CLLD – Cross-Linguistic Linked Data

Glottolog 2.3 is out and a minor update of WALS

posted Friday, July 04, 2014 by Robert Forkel

Last week has seen updates for two of our flagship datasets: Glottolog (our comprehensive language catalog and bibliography) and WALS Online (the World Atlas of Language Structures Online).

Glottolog 2.3

While we would like to stick to a quarterly update schedule for Glottolog, last week's update was in fact the first one in 2014. Thus it incorporated quite a few corrections proposed to the editors over the last months. An overview of the changes is given in Glottolog's new News section. We also included bibliographical records for ISO 639-3 change requests as references in Glottolog.

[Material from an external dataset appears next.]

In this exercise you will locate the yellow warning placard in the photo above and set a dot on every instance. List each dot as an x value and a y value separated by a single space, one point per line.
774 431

In addition to the updated dataset, this Glottolog release includes some new functionality.

New tree view
The old visualization of a languoids classification was difficult to navigate; in particular it was not possible to compare a given languoid to others in different branches of the same family tree. This problem has been addressed by a new tree view (see for example the page for the language Abure).
Flexible language maps
It is now possible to display the languages from the language index on map, respecting any filter criteria currently applied to the table. To do so, click the download button on top of the table and select the format map.html. E.g. this map shows all languages in an area of the world bounded by the geographical latitudes 10° to 20° and longitudes 10° to 30°.
Country maps:
A special case of the language maps are maps for languages spoken in a particular country. To display such a map, select a country from the languoid search form and hit submit. As an example this map shows all languages spoken in Papua New Guinea.

WALS Online

Compared to the changes in Glottolog, the update of WALS was rather minor. For a list of changes, see the corresponding issues on GitHub. Following our distinction between WALS core data and auxiliary data, changes in datapoints (i.e. in the coding of languages for features) are traceable from the datapoint pages (e.g. Datapoint Latvian / Tea), while for information like language classification we only display the current state.